Polly apparaît également sur la compilation Incesticide dans une version boostée qui transforme la mélancolie de l’original en énergie, et qui dure 1:48 au lieu des 3 minutes de la version « ballade ».

Je m’étais bien rendu compte de l’étrangeté des paroles en les entendant puis en les chantant (voir ci-dessous les paroles en anglais, et la traduction que j’en propose), mais je n’avais jamais été jusqu’à m’interroger sur ce qu’elles racontaient.
Kurt Cobain y incarne à la première personne un personnage qui semble avoir une relation assez malsaine avec l’éponyme Polly, qu’il a l’air de maltraiter, mais qui laisse penser que cette maltraitance n’est qu’un jeu mutuellement consenti.

En réalité, Polly raconte l’histoire vraie d’une jeune américaine de 14 ans, enlevée, violée et torturée en 1987 par un homme qui prétendait la raccompagner chez elle après un concert punk. Le véritable prénom de la jeune fille n’est pas Polly, et il pourrait s’agir une amie du chanteur, avec qui elle a six ans d’écart : il en dit aux Inrockuptibles en 1991 « Polly est une chanson d’amour très personnelle sur le viol. Je devais cela à mon amie.
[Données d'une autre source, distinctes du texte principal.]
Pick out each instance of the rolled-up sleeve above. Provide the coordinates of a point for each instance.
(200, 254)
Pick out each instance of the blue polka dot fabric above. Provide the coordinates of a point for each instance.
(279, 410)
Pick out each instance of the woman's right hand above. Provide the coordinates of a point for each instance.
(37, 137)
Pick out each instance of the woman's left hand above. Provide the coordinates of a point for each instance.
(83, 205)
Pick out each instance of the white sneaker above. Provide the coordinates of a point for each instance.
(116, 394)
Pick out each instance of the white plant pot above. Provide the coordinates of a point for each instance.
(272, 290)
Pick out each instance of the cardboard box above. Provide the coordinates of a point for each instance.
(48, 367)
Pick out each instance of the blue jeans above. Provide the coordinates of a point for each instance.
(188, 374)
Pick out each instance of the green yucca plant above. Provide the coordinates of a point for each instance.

Je devais évacuer le traumatisme ».
Dans la vraie vie, « Polly » serait parvenue à échapper à son agresseur en sautant du camion où il l’avait suspendue à une poulie, avant d’appeler à l’aide. 

Dans la chanson, Cobain imagine sa « Polly » amadouant progressivement le violeur en lui faisant croire qu’elle participe à son jeu malsain, jusqu’à parvenir à lui échapper.
Comme pour leur désagréable Rape me, (personnellement je ne supporte pas cette chanson ; elle n’est peut-être pas destinée à être aimable, mais le fait qu’elle soit devenue très populaire, et le sens forcément ambigu de ce refrain repris en chœur par des masses ravies, me donnent envie de vomir), le récit fait du point de vue du violeur est la source de tous les malentendus possibles. Cobain expliquera -et je le crois sincère- que la chanson est un hommage à la victime et à son courage. Il est sans doute aussi plus subversif d’incarner l’agresseur que d’adopter un point de vue extérieur, et plus original que de se mettre à la place de la victime.
Mais faire chanter ces actes de torture à un public qui n’est pas composé que de belles âmes a pu avoir des conséquences tragiques : Cobain raconte sur le livret d’Incesticide le dégoût que lui inspirent deux hommes condamnés pour avoir violé une femme en lui chantant Polly… Plus nauséeux, tu meurs.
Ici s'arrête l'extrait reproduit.